Venture issuers will now have the option of providing “quarterly highlights” instead of preparing a full interim MD&A. The quarterly highlights would include a short discussion of all material information regarding a company’s operations, liquidity and capital resources, and contain an analysis of the company’s financial condition and performance, trends, major milestones and expected or unexpected events, commitments or uncertainties. In addition, disclosure would identify and discuss any significant changes from prior disclosure regarding the use of proceeds from any financing as well as a discussion of any significant transactions between related parties. The option to provide quarterly highlights disclosure will apply in respect of financial years beginning on or after July 1, 2015.

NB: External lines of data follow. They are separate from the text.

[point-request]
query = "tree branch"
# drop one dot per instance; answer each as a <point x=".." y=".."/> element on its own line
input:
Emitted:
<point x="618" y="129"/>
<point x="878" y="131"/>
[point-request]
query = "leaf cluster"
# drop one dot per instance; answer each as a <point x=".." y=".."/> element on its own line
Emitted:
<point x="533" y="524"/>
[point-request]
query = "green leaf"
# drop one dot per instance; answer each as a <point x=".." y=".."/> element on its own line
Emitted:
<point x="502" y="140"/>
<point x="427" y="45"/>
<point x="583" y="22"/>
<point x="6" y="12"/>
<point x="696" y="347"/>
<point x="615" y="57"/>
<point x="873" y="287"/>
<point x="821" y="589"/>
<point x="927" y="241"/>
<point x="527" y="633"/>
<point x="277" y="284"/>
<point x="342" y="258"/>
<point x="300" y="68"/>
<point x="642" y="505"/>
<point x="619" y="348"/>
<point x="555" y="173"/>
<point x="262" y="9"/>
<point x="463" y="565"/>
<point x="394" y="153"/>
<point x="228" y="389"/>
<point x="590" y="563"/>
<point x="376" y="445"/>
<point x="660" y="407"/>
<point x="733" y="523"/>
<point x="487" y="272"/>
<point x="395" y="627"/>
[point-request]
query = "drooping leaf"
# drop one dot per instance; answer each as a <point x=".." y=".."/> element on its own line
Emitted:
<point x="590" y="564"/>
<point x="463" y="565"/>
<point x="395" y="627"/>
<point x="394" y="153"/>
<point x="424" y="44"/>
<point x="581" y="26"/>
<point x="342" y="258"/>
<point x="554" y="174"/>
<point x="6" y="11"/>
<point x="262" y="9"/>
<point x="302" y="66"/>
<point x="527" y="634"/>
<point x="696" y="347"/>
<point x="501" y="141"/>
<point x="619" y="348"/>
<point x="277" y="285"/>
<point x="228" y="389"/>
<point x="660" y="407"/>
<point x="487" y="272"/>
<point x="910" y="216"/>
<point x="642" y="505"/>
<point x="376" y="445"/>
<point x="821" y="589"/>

Executive Compensation Disclosure
The deadline to file executive compensation disclosure has been extended, in the case of a venture issuer, to 180 days after the company’s most recently completed financial year-end (140 days in the case of a non-venture issuer). A venture issuer will now have the option of completing a new form – Form 51-102F6V Statement of Executive Compensation – Venture Issuers. The principal changes from Form 51-102F6 include the provision of executive compensation information for a maximum of three named executive officers (as opposed to five), for the two most recently completed financial years (as opposed to three). A venture issuer will have to provide enhanced disclosure regarding stock options and other compensation securities. The new form also introduces staggered thresholds for perquisite disclosure.
Business Acquisition Report Threshold Increased
A business acquisition report (BAR) is required to be filed where a venture issuer has entered into a significant acquisition. Previously, an acquisition was considered to be significant if either the asset test or investment test exceeded the 40% level. The threshold at which a BAR is required for venture issuers has now been increased from 40% to 100%, thereby reducing the number of circumstances in which a venture issuer will be required to file a BAR. A BAR filed by a venture issuer will also not be required to include pro forma financial statements.
Venture issuers must now have an audit committee consisting of at least three members, the majority of whom cannot be executive officers, employees or control persons of the issuer or its affiliates. The TSX Venture already had an equivalent requirement, so the new rule will not constitute a departure for venture issuers listed on that exchange. A number of exemptions have been introduced that allow, in certain circumstances, an executive officer or control person to serve on the audit committee until the later of the next annual meeting or six months after the date on which the circumstance arose. A similar exemption is also provided in the case of a vacancy that results from the death, incapacity or resignation of an audit committee member. The audit committee composition requirements will apply in respect of financial years beginning on or after July 1, 2016.
The general prospectus requirements have been amended to provide further reduced disclosure obligations for venture issuers. Specifically, a venture issuer must now only include audited financial statements for the two most recently completed financial years (as opposed to three years for non-venture issuers). Similarly, the description of the business and operating history has also been reduced to capture only the last two completed financial years.